You get JSON summaries, CSV tables, and plots in the output directory.

---

## Input format

Both CSVs need:

1. A **text column** (default: `findings` for reference, `predicted_report` for predictions; override with `--reference_text_column` / `--prediction_text_column`).
2. A **demographic column** with exactly **two** values (e.g. M/F, White/Black, young/old). Default column name is `PatientSex` if you don’t pass `--label_column`.

Example:

| PatientSex | findings              |
|------------|------------------------|
| M          | No acute findings.     |
| F          | Normal heart size.     |

---

## Parameters (only the important ones)

| Parameter | Default | Why it matters |
|-----------|---------|----------------|
| `--reference_csv` | *(required)* | Path to reference (ground-truth) CSV. |
| `--prediction_csv` | *(required)* | Path to model-output CSV. |
| `--output_dir` | `./cad_output` | Where to write results. |
| `--label_column` | `PatientSex` | Column that holds the two groups (e.g. sex, race). |
| `--group_a` | `F` | First group value (e.g.
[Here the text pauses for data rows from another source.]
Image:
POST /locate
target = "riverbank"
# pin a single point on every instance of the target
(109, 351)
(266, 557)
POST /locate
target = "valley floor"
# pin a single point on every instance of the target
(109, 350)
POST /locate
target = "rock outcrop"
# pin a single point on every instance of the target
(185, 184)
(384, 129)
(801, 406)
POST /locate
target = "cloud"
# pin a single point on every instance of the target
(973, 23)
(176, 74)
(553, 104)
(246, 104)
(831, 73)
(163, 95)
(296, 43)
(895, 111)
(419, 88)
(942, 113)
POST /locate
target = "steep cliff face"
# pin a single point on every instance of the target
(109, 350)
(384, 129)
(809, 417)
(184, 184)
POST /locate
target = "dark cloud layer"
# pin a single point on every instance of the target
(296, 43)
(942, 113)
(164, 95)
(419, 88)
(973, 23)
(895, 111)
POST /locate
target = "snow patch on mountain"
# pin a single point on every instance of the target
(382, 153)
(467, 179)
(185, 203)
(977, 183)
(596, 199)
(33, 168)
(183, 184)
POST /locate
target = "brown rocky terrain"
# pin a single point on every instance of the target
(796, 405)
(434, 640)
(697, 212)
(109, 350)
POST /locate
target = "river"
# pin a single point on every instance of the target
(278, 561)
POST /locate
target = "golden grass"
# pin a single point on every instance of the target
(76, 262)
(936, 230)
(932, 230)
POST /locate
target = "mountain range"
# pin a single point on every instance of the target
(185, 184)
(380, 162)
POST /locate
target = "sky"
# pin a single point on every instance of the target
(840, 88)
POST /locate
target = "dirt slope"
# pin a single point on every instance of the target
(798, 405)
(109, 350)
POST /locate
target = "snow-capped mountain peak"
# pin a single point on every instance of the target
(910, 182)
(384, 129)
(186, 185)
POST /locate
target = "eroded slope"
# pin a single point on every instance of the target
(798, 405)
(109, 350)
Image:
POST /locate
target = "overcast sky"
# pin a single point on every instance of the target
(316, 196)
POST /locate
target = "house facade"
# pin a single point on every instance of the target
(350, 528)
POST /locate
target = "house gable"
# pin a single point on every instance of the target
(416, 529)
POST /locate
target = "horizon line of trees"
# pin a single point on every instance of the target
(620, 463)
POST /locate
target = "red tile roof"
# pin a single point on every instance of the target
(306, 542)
F, White). |
| `--group_b` | `M` | Second group value (e.g. M, Black). |
| `--alpha` | `0.1` | Smoothing for rare words; keeps log-odds stable. |
| `--min_freq` | `1` | Ignore words with fewer than this many occurrences. |
| `--significance_level` | `0.0455` | P-value for “strong” association; lower = stricter. |
| `--neutral_significance` | `0.317` | P-value for “neutral”; higher = more words treated as neutral. |
| `--displacement_significance` | `0.01` | P-value for when a word is considered “displaced”. |
| `--wae_weight` | `total` | How to weight words: `total`, `ref`, or `pred`. |
| `--bootstrap_samples` | `1000` | Number of bootstrap samples for WAE confidence intervals. |
| `--stopwords_path` | — | Optional file with extra stopwords (one per line). |
| `--no_stopword_removal` | `False` | Turn off stopword removal. |
| `--demo` | `False` | Run on built-in demo data (no CSVs needed). |

---

## Paper and citation

This tool supports the methodology described in our paper on lexical fairness in clinical text (e.g. radiology report generation).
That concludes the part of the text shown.